Der Maestro will nicht aufstehen

Rom im Winter.
Regenwolken über schiefen Dächern,
nasskalte Luft in den Lungen,
Schimmelpilz in den Wänden.

Der Maestro will nicht aufstehen.
Er liegt in seinem Bett,
neben ihm atmet gleichmäßig sein Lehrling;  
16 Jahre alt,
mit dem Gesicht eines Engels.  
Ganz behutsam bläst er dem Jungen
eine blonde Strähne von der Stirn.

Wie gern würde er liegen bleiben,
neben diesem Jungen mit dem
unschuldigen Blick in den blassblauen Augen.
Er streift über die festen Schenkel, den straffen Po
und die noch knabenhafte, unbehaarte Brust.

Der Maestro will nicht aufstehen.
Er ist total im Arsch, der Ofen ist aus.
Allein der Gedanke an die zugige Kapelle lässt ihn frösteln.
Seine Glieder schmerzen und von der jahrelangen Arbeit
über Kopf ist sein Nacken steif geworden.

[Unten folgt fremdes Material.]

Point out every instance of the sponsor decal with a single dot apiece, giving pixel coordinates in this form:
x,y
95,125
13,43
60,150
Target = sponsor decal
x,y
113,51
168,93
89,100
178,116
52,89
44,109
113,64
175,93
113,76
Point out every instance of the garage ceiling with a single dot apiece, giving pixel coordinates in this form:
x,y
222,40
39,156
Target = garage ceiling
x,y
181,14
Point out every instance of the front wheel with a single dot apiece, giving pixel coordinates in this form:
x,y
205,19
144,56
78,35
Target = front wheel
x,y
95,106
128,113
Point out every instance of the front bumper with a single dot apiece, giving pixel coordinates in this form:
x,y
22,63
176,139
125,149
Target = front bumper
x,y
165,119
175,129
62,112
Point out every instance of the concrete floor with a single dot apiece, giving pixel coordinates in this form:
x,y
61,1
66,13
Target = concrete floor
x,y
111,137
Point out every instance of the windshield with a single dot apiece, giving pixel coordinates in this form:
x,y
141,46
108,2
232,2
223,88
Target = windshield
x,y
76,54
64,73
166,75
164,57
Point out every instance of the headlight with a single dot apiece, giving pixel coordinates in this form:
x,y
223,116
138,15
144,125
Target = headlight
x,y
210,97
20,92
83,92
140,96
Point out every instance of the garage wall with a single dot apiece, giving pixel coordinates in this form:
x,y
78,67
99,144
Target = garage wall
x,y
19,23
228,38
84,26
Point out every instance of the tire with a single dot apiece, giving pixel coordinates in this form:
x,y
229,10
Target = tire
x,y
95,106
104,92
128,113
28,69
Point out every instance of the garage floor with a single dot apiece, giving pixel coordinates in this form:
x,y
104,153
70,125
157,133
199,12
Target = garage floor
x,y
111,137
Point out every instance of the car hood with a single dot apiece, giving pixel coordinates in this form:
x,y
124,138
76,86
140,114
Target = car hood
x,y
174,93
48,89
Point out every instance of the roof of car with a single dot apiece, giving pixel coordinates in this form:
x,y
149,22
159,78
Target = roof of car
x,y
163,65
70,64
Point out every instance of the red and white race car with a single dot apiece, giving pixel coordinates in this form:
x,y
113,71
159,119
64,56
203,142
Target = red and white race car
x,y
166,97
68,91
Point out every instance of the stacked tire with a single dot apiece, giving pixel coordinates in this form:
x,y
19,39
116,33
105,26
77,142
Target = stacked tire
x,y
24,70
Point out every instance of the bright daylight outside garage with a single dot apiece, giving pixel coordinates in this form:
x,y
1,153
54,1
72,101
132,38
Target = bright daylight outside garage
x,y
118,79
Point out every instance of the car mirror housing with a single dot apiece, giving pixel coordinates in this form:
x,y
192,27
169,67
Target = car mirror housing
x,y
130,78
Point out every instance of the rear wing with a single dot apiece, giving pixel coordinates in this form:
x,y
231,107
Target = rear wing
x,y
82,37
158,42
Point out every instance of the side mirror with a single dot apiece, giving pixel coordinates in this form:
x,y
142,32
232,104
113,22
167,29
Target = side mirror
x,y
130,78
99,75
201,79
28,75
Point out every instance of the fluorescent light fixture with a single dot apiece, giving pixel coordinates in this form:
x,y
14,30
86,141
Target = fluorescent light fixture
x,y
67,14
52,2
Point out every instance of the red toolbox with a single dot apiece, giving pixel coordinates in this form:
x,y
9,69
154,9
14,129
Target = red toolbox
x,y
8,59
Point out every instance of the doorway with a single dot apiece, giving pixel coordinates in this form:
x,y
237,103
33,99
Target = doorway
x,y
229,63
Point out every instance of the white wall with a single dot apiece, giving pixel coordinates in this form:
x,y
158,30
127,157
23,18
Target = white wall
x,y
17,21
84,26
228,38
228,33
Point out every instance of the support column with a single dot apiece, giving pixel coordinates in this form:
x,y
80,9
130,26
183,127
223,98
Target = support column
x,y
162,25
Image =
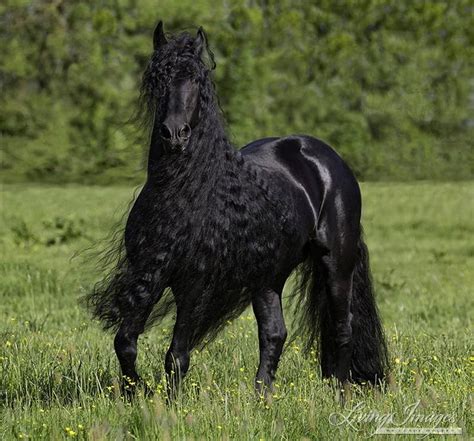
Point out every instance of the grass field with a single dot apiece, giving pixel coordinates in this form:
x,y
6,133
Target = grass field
x,y
58,373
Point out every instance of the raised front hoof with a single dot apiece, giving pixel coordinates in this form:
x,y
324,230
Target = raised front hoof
x,y
343,392
264,390
131,388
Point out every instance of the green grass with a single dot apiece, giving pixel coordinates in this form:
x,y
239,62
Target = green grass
x,y
58,373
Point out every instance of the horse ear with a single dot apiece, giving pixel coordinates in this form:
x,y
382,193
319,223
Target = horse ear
x,y
159,38
200,42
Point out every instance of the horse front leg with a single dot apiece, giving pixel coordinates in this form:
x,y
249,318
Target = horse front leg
x,y
271,336
126,339
178,355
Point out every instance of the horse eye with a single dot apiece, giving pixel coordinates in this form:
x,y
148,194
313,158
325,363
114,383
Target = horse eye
x,y
165,132
185,131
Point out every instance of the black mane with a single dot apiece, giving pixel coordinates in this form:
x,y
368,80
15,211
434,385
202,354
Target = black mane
x,y
209,215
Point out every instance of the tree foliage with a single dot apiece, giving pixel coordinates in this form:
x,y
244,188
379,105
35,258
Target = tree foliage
x,y
387,83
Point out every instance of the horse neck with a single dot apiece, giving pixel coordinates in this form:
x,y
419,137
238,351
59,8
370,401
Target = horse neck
x,y
201,168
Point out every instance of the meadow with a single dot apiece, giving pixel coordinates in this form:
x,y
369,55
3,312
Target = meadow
x,y
59,375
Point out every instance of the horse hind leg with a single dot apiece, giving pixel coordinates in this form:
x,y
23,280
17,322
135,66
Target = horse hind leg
x,y
336,361
271,335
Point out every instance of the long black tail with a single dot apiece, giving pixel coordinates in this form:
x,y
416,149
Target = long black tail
x,y
369,357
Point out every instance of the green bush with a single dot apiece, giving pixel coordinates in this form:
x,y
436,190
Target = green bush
x,y
386,82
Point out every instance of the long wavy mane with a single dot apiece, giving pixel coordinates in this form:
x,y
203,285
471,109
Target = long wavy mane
x,y
206,223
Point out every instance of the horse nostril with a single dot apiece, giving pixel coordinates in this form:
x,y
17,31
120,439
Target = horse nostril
x,y
185,132
165,132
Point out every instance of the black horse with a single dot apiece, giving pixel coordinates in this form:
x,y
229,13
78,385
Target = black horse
x,y
225,228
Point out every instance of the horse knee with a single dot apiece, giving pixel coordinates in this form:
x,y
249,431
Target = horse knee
x,y
177,362
125,346
278,337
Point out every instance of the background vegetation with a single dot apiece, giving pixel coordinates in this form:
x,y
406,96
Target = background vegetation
x,y
58,372
388,83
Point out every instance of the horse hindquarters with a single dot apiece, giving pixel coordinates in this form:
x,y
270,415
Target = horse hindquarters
x,y
340,312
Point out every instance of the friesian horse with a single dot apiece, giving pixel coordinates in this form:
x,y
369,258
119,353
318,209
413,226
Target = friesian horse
x,y
215,229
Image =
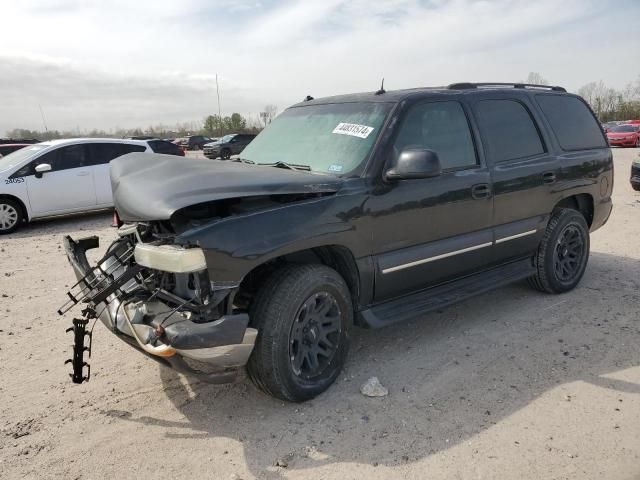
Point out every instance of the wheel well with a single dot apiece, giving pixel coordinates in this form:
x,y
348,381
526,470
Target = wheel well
x,y
582,202
25,214
335,256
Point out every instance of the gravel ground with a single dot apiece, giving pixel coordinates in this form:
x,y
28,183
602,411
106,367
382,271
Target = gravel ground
x,y
513,384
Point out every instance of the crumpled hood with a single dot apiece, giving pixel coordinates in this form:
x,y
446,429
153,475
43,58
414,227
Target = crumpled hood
x,y
154,186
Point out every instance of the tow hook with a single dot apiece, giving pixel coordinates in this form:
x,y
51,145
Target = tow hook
x,y
79,330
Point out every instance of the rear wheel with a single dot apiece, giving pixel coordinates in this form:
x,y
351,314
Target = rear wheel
x,y
563,253
303,314
10,215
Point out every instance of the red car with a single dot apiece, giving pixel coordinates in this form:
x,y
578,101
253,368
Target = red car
x,y
7,148
626,135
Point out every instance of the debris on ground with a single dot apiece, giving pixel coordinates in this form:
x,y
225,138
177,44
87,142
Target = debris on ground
x,y
373,388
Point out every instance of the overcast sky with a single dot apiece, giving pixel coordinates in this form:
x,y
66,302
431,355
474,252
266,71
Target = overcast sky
x,y
126,63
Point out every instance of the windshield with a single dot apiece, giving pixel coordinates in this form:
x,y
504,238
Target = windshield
x,y
17,157
624,128
333,138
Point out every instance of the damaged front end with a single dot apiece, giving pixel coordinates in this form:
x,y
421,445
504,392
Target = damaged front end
x,y
157,297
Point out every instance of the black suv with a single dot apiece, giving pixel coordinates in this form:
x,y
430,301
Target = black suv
x,y
228,145
364,209
193,142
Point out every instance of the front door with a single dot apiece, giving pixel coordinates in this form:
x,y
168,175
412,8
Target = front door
x,y
429,231
67,187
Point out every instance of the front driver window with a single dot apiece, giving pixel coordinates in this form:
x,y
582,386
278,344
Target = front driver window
x,y
441,127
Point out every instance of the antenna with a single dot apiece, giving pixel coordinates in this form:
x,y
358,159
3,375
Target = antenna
x,y
46,130
219,108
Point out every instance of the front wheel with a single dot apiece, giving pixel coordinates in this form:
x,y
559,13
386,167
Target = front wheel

Schließlich rappelt er sich doch auf,
pisst in einen Eimer und schlüpft in die klammen Kleider.
Als er das Haus verlässt, gießt es in Strömen.
Durch Pfützen und Taubendreck stapft er zur
Sixtinischen Kapelle, schließt die Tür hinter sich
und klettert auf das wacklige Gerüst.

An diesem Vormittag malt er den Zeigefinger Gottes.